- Location: South Surma Upazila, Sylhet, Bangladesh
- Date: 25 March 2017
- Target: Civilians and police officers
- Attack type: Terrorist attack
- Weapons: Explosive belts
- Deaths: 11 (including 4 suicide bombers)
- Injured: 40+
- Perpetrators: ISIL
- Assailants: 4 suicide bombers

= 2017 South Surma Upazila bombings =

Terrorist incident in Bangladesh

The 2017 South Surma Upazila bombings was a combined police and army raid of a suspected militant hideout in South Surma Upazila, Sylhet, Bangladesh, on 25 March 2017. During the raid, the militants targeted the Bangladesh Armed Forces who were surrounding the militant occupied compound in Sylhet. There were two suicide bombings which killed four civilians and two police officers and wounded more than 40, some critically. An army lieutenant colonel later died from his injuries. Bomb explosions and gunfire was reported when the military launched Operation Twilight to clear the militant hideout. ISIL claimed responsibility however, Home Minister Asaduzzaman Khan Kamal denied the ISIL claims and blamed the local terrorist group Jama’atul Mujahideen Bangladesh for the attacks. Finally the Bangladesh Army neutralised four militants at the suspected hideout.

== Background ==
On Thursday, 23 March 2017, the Bangladesh Police surrounded a suspected militant hideout in South Surma Upazila, Sylhet, Bangladesh. The hideout was located in a housing complex which consisted of two apartment buildings. The police unit was reinforced with personnel from Rapid Action Battalion on the Friday. On Saturday, the 1st Para Commando Battalion took charge of operations.

==Operation Twilight==
Operation Twilight was launched by the 1st Para Commando Battalion of the Bangladesh Army under the command of Major General Anwarul Momen, GOC 17th Infantry Division in Jalalabad Cantonment. First the security forces established a three kilometre perimeter around the militant hideout. Then the operation was launched on Saturday morning at 8 am. Two militants were killed in the initial attack, one of whom detonated a suicide vest. The commandos rescued 78 civilians who had been trapped in the building since Thursday. The militants had planted improvised explosive devices (IEDs) all over the building which slowed down the operation. The main gate of the building was blocked by a refrigerator with an IED booby trap attached to it. Army spokesman, Brigadier General Fakhrul Ahsan, initially reported that the operation would take more time because of the presence of scattered IEDs in strategic points inside the building. “We used a rocket launcher to punch a hole through the wall.

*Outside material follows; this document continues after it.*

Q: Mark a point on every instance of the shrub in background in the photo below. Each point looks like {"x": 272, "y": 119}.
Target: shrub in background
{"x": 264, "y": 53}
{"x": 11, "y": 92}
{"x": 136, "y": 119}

We used explosives but those didn’t work out. Then we used a Thai shell and successfully neutralised two militants,” Brigadier General Fakhrul said. The commandos arrived in armoured personnel carriers from their military base for the operation. The building had 30 apartments and 150 rooms, and the militants constantly changed their location. The operation was launched on Saturday morning at 8 am. The Commando unit was assisted by SWAT forces and Bangladesh police. Finally four militants were found dead at the hideout.

== Bombing ==
On 26 March, while Operation Twilight was in progress, militants bombed a crowd of about 500–600 onlookers gathered near the cordon perimeter, which was about 400 metres from the militant hideout. Two bombs were used in the attack. The first was thrown by two individuals from a motorcycle at 6.45 pm. The second was left in a bag containing vegetables and exploded at 7.55, after police and RAB personnel moved into the area following the first explosion. Six people, including two police officers, were killed in the explosions and 44 injured. Lieutenant Colonel Abul Kalam Azad, director of intelligence of RAB, was seriously injured in the second explosion. He was taken to Sylhet MAG Osmani Medical College for primary care. Then he was flown to the Combined Military Hospital in Dhaka. He was later flown to Singapore for better treatment, but died from his injuries. Police Inspector Monirul Islam of the bomb disposal squad and Inspector Abu Kawser were killed outright by the second explosion.